Patients aged ≥ 20 years old who underwent peritoneal resection for pseudomucinoma or cancerous peritoneal dissemination at the Kishiwada Tokushukai Hospital were included in this single-center retrospective observational study. The tranexamic acid group received 1000 mg of tranexamic acid at the start of the operation, while the control group received the same intraoperative management as the tranexamic acid group, except for the tranexamic acid administration. The primary endpoint was intraoperative blood loss, and a multivariate analysis of the contributing factors was performed.
The median volume of intraoperative blood loss was 1372 [interquartile range, 842 - 1877] mL and 907 [516 - 1537] mL in the control and tranexamic acid groups, respectively (p < 0.01). The total volume of blood transfusion during the operation was 2040 [1480 - 2380] mL and 1560 [1000 - 2120] mL in the control and tranexamic acid groups, respectively (p = 0.02).

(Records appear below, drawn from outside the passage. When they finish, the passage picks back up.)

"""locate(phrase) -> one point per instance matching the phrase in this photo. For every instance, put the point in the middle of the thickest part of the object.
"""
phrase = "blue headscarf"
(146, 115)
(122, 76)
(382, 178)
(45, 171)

Postoperative blood test results revealed D-dimer values of 7.5 [4.1 - 10.7] µg/mL and 1.8 [1.0 - 3.3] µg/mL in the control and tranexamic acid groups, respectively (p < 0.01). Multivariate analysis showed that tranexamic acid administration was significantly associated with decreased intraoperative blood loss (p = 0.02).
Tranexamic acid administration may be useful in reducing intraoperative blood loss and blood transfusion volume during highly-invasive surgeries such as peritoneal resection of pseudomucinoma and cancerous peritoneal dissemination.
氨甲环酸在择期腹部大手术中的疗效尚未确定。我们研究了氨甲环酸给药对黏液性囊腺瘤和癌性腹膜播散性疾病腹膜切除术中失血的影响。
本单中心回顾性观察研究纳入了在岸和田德洲会医院接受黏液性囊腺瘤或癌性腹膜播散性疾病腹膜切除术的年龄≥20岁的患者。氨甲环酸组在手术开始时接受1000mg氨甲环酸,而对照组除未给予氨甲环酸外,接受与氨甲环酸组相同的术中管理。主要终点是术中失血,并对相关因素进行多变量分析。
对照组和氨甲环酸组术中失血量中位数分别为1372[四分位间距,842 - 1877]mL和907[516 - 1537]mL(p < 0.01)。对照组和氨甲环酸组手术期间输血总量分别为2040[1480 - 2380]mL和1560[1000 - 2120]mL(p = 0.02)。术后血液检查结果显示,对照组和氨甲环酸组D - 二聚体值分别为7.5[4.1 - 10.7]μg/mL和1.8[1.0 - 3.3]μg/mL(p < 0.01)。多变量分析显示,氨甲环酸给药与术中失血量减少显著相关(p = 0.02)。
在黏液性囊腺瘤腹膜切除术和癌性腹膜播散性疾病等高侵袭性手术中,氨甲环酸给药可能有助于减少术中失血量和输血量。